Do you want that a few Indians shall sit as your representatives in the House of Commons?
Do you want a large number of Indians in the Civil Service?
Let us see whether 50, 100, 200, or 300 civilians will make the Government our own....

The whole Civil Service might be Indian, but the Civil servants have to carry out orders--they cannot direct, they cannot dictate the policy.
One swallow does not make the summer.

One civilian, 100 or 1,000 civilians in the service of the British Government will not make that Government Indian.

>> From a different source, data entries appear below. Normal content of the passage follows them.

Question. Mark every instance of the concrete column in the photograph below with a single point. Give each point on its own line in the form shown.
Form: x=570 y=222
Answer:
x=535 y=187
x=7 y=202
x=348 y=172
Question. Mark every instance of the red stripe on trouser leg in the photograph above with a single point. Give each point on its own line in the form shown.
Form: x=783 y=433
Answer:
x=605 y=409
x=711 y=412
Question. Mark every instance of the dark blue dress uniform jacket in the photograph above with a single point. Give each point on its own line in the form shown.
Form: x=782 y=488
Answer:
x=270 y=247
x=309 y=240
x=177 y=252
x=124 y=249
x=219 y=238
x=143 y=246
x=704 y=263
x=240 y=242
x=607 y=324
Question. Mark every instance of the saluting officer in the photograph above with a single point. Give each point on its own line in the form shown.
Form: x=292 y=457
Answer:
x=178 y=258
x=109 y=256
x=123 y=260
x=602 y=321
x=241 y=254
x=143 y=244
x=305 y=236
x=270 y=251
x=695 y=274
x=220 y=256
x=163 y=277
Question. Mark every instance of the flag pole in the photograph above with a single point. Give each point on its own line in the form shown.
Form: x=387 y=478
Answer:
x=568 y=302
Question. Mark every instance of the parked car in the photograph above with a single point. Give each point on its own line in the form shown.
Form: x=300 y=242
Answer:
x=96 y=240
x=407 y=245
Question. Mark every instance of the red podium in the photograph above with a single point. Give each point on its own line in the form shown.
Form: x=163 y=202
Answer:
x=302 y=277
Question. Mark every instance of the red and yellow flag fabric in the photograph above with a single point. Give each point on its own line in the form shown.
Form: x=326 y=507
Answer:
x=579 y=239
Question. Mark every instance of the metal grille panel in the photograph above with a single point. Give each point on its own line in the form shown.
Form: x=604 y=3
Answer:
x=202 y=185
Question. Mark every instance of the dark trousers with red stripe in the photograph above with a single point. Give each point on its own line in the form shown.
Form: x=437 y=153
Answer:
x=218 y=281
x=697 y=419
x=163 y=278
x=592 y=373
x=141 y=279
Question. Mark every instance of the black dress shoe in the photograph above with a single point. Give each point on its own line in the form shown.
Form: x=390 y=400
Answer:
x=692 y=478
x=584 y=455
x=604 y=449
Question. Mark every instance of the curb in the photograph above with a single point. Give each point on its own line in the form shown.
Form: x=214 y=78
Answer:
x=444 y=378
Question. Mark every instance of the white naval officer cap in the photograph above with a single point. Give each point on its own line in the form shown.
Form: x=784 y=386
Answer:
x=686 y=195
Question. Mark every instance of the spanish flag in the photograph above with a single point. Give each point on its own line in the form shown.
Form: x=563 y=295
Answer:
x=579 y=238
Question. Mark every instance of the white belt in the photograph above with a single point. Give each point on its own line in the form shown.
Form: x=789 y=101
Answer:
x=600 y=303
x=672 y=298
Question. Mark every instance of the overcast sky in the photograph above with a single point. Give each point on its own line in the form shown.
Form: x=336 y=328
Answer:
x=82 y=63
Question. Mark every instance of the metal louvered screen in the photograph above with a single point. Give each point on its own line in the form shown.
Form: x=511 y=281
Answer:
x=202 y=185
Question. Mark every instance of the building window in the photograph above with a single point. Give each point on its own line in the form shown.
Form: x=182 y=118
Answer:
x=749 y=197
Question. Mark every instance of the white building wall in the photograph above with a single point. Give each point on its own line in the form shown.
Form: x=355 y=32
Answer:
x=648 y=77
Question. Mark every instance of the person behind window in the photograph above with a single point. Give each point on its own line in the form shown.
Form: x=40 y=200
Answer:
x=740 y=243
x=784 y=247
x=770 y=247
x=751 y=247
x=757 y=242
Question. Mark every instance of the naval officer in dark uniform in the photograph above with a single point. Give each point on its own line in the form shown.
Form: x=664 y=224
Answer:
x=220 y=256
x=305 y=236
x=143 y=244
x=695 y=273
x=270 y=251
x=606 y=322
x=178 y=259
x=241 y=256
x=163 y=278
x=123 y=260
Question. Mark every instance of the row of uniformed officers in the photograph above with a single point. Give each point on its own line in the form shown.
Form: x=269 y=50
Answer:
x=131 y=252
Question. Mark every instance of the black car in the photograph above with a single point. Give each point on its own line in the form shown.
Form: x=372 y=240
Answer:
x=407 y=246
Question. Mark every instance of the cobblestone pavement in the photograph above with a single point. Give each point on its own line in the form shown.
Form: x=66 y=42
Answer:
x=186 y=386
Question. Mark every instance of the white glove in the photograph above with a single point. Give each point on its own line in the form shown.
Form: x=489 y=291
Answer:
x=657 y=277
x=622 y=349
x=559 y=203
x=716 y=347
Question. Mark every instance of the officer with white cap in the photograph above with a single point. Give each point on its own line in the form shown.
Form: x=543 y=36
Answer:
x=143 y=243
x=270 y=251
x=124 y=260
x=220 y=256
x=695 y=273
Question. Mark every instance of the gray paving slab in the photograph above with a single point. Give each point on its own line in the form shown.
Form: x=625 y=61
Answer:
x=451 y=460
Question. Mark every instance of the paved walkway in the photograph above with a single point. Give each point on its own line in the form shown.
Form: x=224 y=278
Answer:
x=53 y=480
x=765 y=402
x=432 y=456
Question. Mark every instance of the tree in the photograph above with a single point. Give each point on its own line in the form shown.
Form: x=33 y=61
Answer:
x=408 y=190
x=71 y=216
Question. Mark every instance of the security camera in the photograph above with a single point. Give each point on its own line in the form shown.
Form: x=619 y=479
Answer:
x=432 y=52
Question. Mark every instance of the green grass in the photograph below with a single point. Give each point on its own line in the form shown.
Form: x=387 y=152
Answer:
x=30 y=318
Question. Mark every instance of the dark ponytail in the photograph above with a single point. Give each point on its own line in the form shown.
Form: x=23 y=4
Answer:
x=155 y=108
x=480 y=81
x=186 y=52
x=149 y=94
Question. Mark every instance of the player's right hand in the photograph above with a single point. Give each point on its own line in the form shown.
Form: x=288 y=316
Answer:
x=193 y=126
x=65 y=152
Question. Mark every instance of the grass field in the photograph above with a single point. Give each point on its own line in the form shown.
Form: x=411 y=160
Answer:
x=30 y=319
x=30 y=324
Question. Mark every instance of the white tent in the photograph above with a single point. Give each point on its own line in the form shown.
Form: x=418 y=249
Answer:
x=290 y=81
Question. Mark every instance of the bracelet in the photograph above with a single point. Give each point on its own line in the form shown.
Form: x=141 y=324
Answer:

There are traditions, there are laws, there are policies to which every civilian, be he black or brown or white, must submit, and as long as these traditions have not been altered, as long as these principles have not been amended, as long as that policy has not been radically changed, the supplanting of European by Indian agency will not make for self-government in this country.
Nor is it from the British Government that Mr.Pal looks for, or would accept, _Swaraj_:-- If the Government were to come and tell me to-day "Take _Swaraj" I would say thank you for the gift, but I will not have that which I cannot acquire by my own hand....
Our programme is that we shall so work in the country, so combine the resources of the people, so organize the forces of the nation, so develop the instincts of freedom in the community, that by this means we shall--_shall_ in the imperative--compel the submission to our will of any power that may set itself against us.
Equally definite is Mr.Pal as to the methods by which _Swaraj_ is to be made "imperative." They consist of _Swadeshi_ in the economic domain, i.e., the encouragement of native industries reinforced by the boycott of imported goods which will kill British commerce and, in the political domain, passive resistance reinforced by the boycott of Government service.
They say:--Can you boycott all the Government offices?
Whoever said that we would?
Whoever said that there would not be found a single Indian to serve the Government or the European community here?
But what we can do is this.
We can make the Government impossible without entirely making it impossible for them to find people to serve them.
The administration may be made impossible in a variety of ways.

It is not actually that every deputy magistrate should say: I won't serve in it.